Ryan’s novel is in essence a modern retelling of the age-old Irish drama of fighting for land. Johnsey’s parents die, leaving him the family farm. When the farm is rezoned as development land, Johnsey becomes a paper millionaire. Opportunists quickly move in. His neighbour attempts to purchase the acreage at agricultural value, having heard about the rezoning before Johnsey. A local businessman urges Johnsey to sell it to him in the name of progress, but not sure what to do, Johnsey fails to make a deal. When a rumour is spread that he’s holding out for €20m, the locals gang up, condemning him as greedy. The village unites in resentment towards Johnsey, who retreats into siege mode.
Johnsey’s voice is an endearing one. He speaks in a seductive rural idiom peppered with words from the Irish language and enriched with natural imagery (“May was Daddy’s mother’s name . . . She could make the stones laugh, too”). His interior monologue recalls those of Barry’s characters, who are also immersed in the natural world and lacking in guile. The price Johnsey pays for his naivety is off the scale. But then, the price the Irish have paid for their naivety is off the scale too.

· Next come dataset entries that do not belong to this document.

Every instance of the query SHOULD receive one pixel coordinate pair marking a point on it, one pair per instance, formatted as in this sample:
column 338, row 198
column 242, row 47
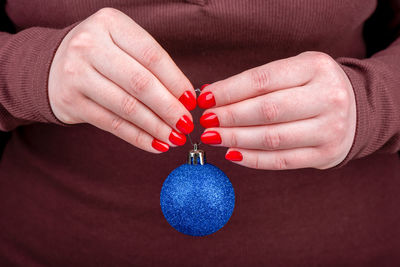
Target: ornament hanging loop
column 196, row 156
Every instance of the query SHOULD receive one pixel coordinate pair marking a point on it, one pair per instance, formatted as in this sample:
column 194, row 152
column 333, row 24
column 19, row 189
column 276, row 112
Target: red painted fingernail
column 204, row 86
column 209, row 120
column 188, row 100
column 211, row 137
column 159, row 145
column 177, row 138
column 234, row 156
column 185, row 125
column 206, row 100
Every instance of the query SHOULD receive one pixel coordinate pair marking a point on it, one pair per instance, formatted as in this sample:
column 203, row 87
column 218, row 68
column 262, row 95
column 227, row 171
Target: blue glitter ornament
column 197, row 198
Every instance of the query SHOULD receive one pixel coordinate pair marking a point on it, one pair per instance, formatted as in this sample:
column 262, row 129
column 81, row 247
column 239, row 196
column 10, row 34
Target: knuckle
column 129, row 106
column 322, row 60
column 172, row 109
column 259, row 79
column 106, row 13
column 338, row 129
column 69, row 68
column 280, row 163
column 151, row 55
column 116, row 123
column 81, row 41
column 339, row 97
column 269, row 110
column 233, row 140
column 271, row 140
column 67, row 97
column 330, row 152
column 139, row 82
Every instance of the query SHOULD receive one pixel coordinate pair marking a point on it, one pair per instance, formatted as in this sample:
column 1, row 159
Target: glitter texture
column 197, row 200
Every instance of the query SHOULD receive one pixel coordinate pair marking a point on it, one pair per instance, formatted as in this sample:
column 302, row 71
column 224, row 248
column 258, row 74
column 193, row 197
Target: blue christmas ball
column 197, row 200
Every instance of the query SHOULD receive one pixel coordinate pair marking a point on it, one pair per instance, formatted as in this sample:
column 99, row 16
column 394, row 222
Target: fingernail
column 204, row 86
column 159, row 145
column 209, row 120
column 177, row 138
column 211, row 137
column 234, row 156
column 206, row 100
column 188, row 100
column 185, row 125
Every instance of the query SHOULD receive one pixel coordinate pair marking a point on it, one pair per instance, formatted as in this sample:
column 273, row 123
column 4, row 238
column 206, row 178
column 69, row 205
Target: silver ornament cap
column 196, row 156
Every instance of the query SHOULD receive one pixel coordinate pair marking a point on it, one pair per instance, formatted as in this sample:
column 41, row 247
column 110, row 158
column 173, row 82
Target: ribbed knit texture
column 78, row 196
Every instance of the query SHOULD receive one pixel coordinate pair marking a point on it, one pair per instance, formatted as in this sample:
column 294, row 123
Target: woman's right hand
column 109, row 72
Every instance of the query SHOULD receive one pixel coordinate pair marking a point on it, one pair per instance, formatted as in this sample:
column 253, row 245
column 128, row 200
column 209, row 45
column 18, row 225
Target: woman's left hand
column 298, row 112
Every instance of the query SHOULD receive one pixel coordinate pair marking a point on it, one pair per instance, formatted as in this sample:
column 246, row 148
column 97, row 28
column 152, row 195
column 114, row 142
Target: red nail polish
column 204, row 86
column 234, row 156
column 211, row 137
column 206, row 100
column 159, row 145
column 185, row 125
column 188, row 100
column 177, row 138
column 209, row 120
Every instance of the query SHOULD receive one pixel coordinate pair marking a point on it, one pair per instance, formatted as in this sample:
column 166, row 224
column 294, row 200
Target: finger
column 140, row 45
column 304, row 133
column 117, row 66
column 110, row 122
column 277, row 107
column 115, row 99
column 281, row 74
column 307, row 157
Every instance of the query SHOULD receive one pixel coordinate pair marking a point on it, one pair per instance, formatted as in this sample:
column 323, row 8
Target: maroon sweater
column 78, row 196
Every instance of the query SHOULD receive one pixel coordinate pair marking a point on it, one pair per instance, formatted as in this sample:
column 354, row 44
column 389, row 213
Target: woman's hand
column 111, row 73
column 293, row 113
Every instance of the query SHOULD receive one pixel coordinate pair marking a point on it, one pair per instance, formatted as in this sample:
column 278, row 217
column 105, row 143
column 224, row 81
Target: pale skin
column 298, row 112
column 109, row 72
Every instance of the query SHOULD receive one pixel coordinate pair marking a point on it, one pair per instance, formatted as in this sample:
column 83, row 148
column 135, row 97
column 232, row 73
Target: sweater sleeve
column 376, row 84
column 25, row 60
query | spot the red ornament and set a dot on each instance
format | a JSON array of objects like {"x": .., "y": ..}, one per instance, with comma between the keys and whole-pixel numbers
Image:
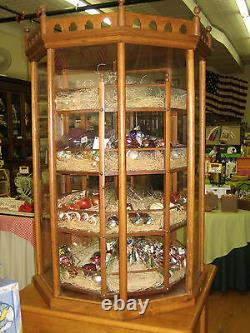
[
  {"x": 84, "y": 203},
  {"x": 95, "y": 199},
  {"x": 174, "y": 197},
  {"x": 89, "y": 269},
  {"x": 26, "y": 207},
  {"x": 75, "y": 206}
]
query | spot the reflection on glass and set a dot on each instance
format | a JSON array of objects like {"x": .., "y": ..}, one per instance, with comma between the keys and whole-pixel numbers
[
  {"x": 16, "y": 116},
  {"x": 45, "y": 223}
]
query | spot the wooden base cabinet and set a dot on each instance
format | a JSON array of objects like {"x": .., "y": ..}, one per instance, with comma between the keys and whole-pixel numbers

This is very much a novel about the Celtic Tiger. It reflects the current national narrative, which is that – yet again – the Irish are victims. Yet that reflection is in a sense incomplete. In The Spinning Heart, the most potentially interesting voice of all – that of the rogue builder who ripped everyone off – was absent; in The Thing About December, events are filtered through the childlike consciousness of Johnsey, and therefore we’re denied much insight into the bad guys, that is to say, pretty much everyone else in the town.
Since John McGahern died in 2006, no Irish novelist has devoted themselves to recording the contemporary Irish rural experience in a realist form. McGahern’s shoes are hard to fill, but Ryan is clearly committed to his subject and possesses the insight and empathy to illuminate the heart of the matter.